Como ciego el sufrimiento. Como sordos ante el dolor ajeno. El abismo, concretamente lo saben que la niebla o el musgo resbalan. Oraciones y palabras. El mundo vive un momento surrealista, surrealismo vital que se derrumba la cima. Que el narrador es idiota. Que el que narra todo lo copia. Un día soñó que se alejó de este mundo camuflado entre las nubes grises. Era, el fin, al fin la libertad y el olvido de su propia memoria. Ni más ni menos que llega al cielo un día de invierno soleado. Era una hermosa mañana invernal de primeros de Enero, fue sobre el ocho. Interminable su lucha inacabada, sin escala subió al cielo y sin escala bajo al instante. Ni la voz de su abuelo, ni los poemas interminables, ni las nubes de color nardo, ni la música palpitante de los corazones de los ángeles. ¿Cómo sería el cielo? ¿Cómo sería Dios? Le recuerdan las palabras sin voz del Arcángel Miguel. Y que no son sueños. Sobre sus hombros se clavan los ojos y las miradas como mil espadas. Hoy caminan, por las carreteras inseguras, sin aceras los hombres cargados de sueños, ¡malos tiempos! Todavía la ilusión de ver un milagro. Jesús el Nazareno paseando por Jerusalén, donde es posible que lo acribillen hoy a balazos. ¡Cuando censuran las bombas vuelan! Porque los necios y malvados gobiernan los pueblos. Y que, sepan que con Dios es más fácil vivir. Me pongo a pensar en aquellas bombas que pasean por las grandes avenidas. ¿Cómo sería si fueran cargadas de caramelos y bombones? Su hueco siempre es grande y van cargadas de muerte. Su gran importancia es su carga mortífera. Hacen que la vida tiemble al soportar las soledades del gusto del hombre por las exageraciones de las bombas. ¡Bomba! Un puerco banquete...

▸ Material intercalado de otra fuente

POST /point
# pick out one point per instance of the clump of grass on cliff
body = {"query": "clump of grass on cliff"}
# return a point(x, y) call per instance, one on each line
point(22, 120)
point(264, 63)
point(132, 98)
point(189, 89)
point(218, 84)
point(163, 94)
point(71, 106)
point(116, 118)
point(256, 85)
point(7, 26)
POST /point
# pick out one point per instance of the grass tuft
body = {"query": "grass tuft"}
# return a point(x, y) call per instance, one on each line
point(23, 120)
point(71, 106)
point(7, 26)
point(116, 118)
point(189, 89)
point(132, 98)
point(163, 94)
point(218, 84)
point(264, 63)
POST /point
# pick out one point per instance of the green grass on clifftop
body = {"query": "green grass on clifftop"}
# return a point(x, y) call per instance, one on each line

Un sin fin de palabras, para Dios Todopoderoso que nos levanta cada mañana con su fuerza divina, que nos regala una vida que es equilibrada, pacífica y llena de confianza, no hay más que observar el Universo y su mágica perfección sintonizada y sincronizada. El verdadero proceso de sanación tiene que suceder internamente a través de las fuerzas de sanación y de vida. Por ello es necesario que nos sintonicemos con la armonía universal para alcanzar la unidad con el Todopoderoso. Dios es vida, Dios es amor, Dios sana. Si conseguimos llegar a la corriente incrementada de esta fuerza todopoderosa, estaremos unidos desde el interior con todos los hombres y seres, y estaremos sanos: viviremos felices y en paz. Sólo quien vive en Dios reconoce lo que significa la vida. Todo lo demás es, visto desde la perspectiva espiritual, una vida aparente, un mero vegetar. <<Según tu fe te será dado>>.

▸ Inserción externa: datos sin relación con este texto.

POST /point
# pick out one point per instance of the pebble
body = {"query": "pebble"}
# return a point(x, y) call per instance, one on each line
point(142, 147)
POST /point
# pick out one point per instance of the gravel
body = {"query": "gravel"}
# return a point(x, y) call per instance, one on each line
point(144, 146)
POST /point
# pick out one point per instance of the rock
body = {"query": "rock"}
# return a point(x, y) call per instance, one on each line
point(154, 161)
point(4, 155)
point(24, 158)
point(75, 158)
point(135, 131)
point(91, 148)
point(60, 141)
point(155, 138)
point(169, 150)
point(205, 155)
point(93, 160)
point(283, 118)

Jesús de Nazaret dirigió casi siempre esta pregunta a los enfermos que acudían a Él: <<¿Tienes fe?>> Con ello estimulaba las fuerzas donantes de vida para la sanación interna. La persona comenzaba a reflexionar. Ésta comenzaba a creer poco a poco en la salud y a afirmarla. En la medida en el que busca sanación se dirija a Cristo, a la fuerza central, recibirá también la fuerza de sanación. Cristo sana. Cristo cura. Cristo ayuda. Jesús en ti confiamos, salvanos del mal humano. ¡Según tu fe te será dado. Ve y en adelante no peques más.